Personally, I agree with you regarding Shirky. He takes a philosophical approach to a sociological problem, and conflates group psychosis with social dynamics. Shirky's issues mirror the problem with wiki in general: a lack of systematic context, in which there is no "professional" standard by which to judge and nourish new ideas - except the current and popular point of view.

Roberta's observations,

"Group think seems compulsory for those who rise towards the top or think they have. Conformity seems to be rewarded. Enemies are created and required for cohesion. Attacking the outsider is common for the ambitious. People don't need to know what the outsider did - gossip is rife and its spreaders unthinking,"
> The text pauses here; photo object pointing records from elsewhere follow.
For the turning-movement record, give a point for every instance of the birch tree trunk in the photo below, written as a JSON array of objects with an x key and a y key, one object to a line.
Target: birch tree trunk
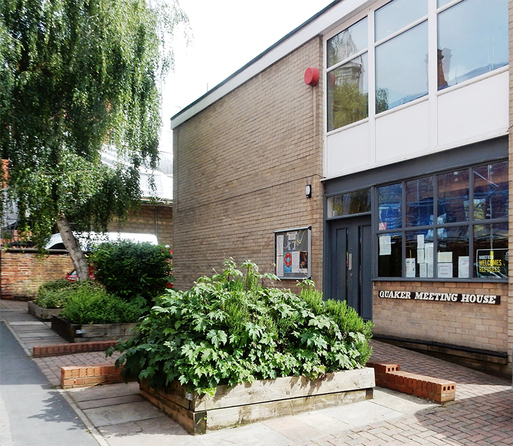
[{"x": 73, "y": 247}]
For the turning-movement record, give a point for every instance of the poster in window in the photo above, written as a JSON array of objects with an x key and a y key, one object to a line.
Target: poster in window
[
  {"x": 292, "y": 253},
  {"x": 492, "y": 263}
]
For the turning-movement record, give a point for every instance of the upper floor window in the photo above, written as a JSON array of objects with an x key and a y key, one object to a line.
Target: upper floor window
[
  {"x": 471, "y": 39},
  {"x": 347, "y": 84}
]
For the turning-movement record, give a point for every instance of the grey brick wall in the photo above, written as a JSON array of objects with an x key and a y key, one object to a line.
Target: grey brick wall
[{"x": 241, "y": 167}]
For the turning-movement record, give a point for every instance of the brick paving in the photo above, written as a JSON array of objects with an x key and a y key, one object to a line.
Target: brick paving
[{"x": 482, "y": 413}]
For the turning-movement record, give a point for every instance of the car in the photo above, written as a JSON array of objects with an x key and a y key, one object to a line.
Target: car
[{"x": 88, "y": 239}]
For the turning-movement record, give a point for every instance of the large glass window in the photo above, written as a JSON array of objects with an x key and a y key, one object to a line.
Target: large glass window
[
  {"x": 401, "y": 68},
  {"x": 352, "y": 203},
  {"x": 397, "y": 15},
  {"x": 349, "y": 42},
  {"x": 348, "y": 93},
  {"x": 472, "y": 40},
  {"x": 347, "y": 78},
  {"x": 441, "y": 235}
]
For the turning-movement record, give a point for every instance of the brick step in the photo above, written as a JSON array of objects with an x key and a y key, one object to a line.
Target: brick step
[
  {"x": 390, "y": 376},
  {"x": 90, "y": 375},
  {"x": 42, "y": 351}
]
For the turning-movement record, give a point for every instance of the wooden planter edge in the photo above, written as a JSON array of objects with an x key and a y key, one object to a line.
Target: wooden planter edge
[{"x": 261, "y": 400}]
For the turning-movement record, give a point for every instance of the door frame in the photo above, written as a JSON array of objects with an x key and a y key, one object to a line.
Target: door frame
[{"x": 355, "y": 221}]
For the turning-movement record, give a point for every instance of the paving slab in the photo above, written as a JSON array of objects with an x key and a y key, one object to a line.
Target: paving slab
[
  {"x": 122, "y": 413},
  {"x": 482, "y": 413}
]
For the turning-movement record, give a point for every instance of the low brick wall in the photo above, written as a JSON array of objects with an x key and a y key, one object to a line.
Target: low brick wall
[
  {"x": 89, "y": 375},
  {"x": 390, "y": 376},
  {"x": 70, "y": 349},
  {"x": 23, "y": 272}
]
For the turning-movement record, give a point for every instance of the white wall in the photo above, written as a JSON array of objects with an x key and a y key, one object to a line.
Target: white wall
[{"x": 469, "y": 112}]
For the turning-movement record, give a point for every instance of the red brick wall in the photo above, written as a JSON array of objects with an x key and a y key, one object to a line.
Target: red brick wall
[{"x": 22, "y": 273}]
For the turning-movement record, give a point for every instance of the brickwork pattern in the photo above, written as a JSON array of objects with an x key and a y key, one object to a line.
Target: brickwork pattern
[
  {"x": 22, "y": 273},
  {"x": 41, "y": 351},
  {"x": 391, "y": 377},
  {"x": 241, "y": 167},
  {"x": 478, "y": 326}
]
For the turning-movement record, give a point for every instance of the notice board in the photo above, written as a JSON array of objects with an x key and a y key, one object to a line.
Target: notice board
[{"x": 292, "y": 249}]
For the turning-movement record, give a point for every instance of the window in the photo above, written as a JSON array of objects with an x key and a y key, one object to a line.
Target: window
[
  {"x": 347, "y": 82},
  {"x": 352, "y": 203},
  {"x": 450, "y": 225},
  {"x": 401, "y": 62},
  {"x": 472, "y": 40}
]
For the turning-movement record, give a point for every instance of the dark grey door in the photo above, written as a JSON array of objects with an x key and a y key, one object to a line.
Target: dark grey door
[{"x": 351, "y": 264}]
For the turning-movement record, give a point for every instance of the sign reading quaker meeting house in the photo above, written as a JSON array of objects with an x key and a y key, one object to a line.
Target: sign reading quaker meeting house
[{"x": 486, "y": 299}]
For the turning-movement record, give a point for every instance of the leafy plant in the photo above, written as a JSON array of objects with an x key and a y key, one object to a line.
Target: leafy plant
[
  {"x": 231, "y": 329},
  {"x": 54, "y": 294},
  {"x": 135, "y": 272},
  {"x": 91, "y": 304}
]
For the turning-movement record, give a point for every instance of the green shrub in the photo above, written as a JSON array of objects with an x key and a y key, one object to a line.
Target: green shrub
[
  {"x": 230, "y": 329},
  {"x": 53, "y": 294},
  {"x": 91, "y": 304},
  {"x": 135, "y": 272}
]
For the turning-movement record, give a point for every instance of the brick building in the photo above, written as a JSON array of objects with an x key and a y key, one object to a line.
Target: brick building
[{"x": 393, "y": 165}]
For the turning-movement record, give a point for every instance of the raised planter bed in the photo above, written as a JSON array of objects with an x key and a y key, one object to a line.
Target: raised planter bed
[
  {"x": 91, "y": 332},
  {"x": 262, "y": 400},
  {"x": 43, "y": 314}
]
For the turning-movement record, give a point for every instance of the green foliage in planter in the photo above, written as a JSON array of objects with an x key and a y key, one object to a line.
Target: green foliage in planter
[
  {"x": 91, "y": 304},
  {"x": 54, "y": 294},
  {"x": 230, "y": 329},
  {"x": 133, "y": 271}
]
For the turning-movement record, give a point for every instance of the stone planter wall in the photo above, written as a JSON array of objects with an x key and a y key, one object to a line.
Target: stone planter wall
[
  {"x": 91, "y": 332},
  {"x": 262, "y": 400},
  {"x": 43, "y": 314}
]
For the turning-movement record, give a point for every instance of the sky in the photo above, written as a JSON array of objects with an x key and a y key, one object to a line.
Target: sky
[{"x": 226, "y": 34}]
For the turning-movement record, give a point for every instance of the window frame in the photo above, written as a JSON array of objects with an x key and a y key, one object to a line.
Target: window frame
[
  {"x": 433, "y": 91},
  {"x": 470, "y": 224}
]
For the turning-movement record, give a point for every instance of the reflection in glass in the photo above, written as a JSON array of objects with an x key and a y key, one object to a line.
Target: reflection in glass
[
  {"x": 453, "y": 252},
  {"x": 348, "y": 204},
  {"x": 491, "y": 251},
  {"x": 348, "y": 42},
  {"x": 472, "y": 40},
  {"x": 389, "y": 202},
  {"x": 443, "y": 3},
  {"x": 390, "y": 255},
  {"x": 402, "y": 68},
  {"x": 419, "y": 202},
  {"x": 348, "y": 93},
  {"x": 419, "y": 254},
  {"x": 396, "y": 15},
  {"x": 453, "y": 193},
  {"x": 491, "y": 191}
]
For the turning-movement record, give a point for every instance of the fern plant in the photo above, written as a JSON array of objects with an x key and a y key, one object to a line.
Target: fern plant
[{"x": 230, "y": 329}]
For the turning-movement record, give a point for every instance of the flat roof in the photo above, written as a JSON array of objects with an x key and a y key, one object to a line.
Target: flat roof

are right on. But these are human group interdynamics that have been happening since before homo sapiens emerged from the Darwinian welter. Why are people surprised to see it happening online or in Second Life? It's not "psychosis" - as Shirky seems to claim. It's normative behavior. If something different is desired, a different environment and set of rules will have to be created.
Cindy Claveau
Gignowanasanafonicon
Join date: 16 May 2005
Posts: 2,008
06-27-2005 07:07
From: Seth Kanahoe
Personally, I agree with you regarding Shirky. He takes a philosophical approach to a sociological problem, and conflates group psychosis with social dynamics. Shirky's issues mirror the problem with wiki in general: a lack of systematic context, in which there is no "professional" standard by which to judge and nourish new ideas - except the current and popular point of view.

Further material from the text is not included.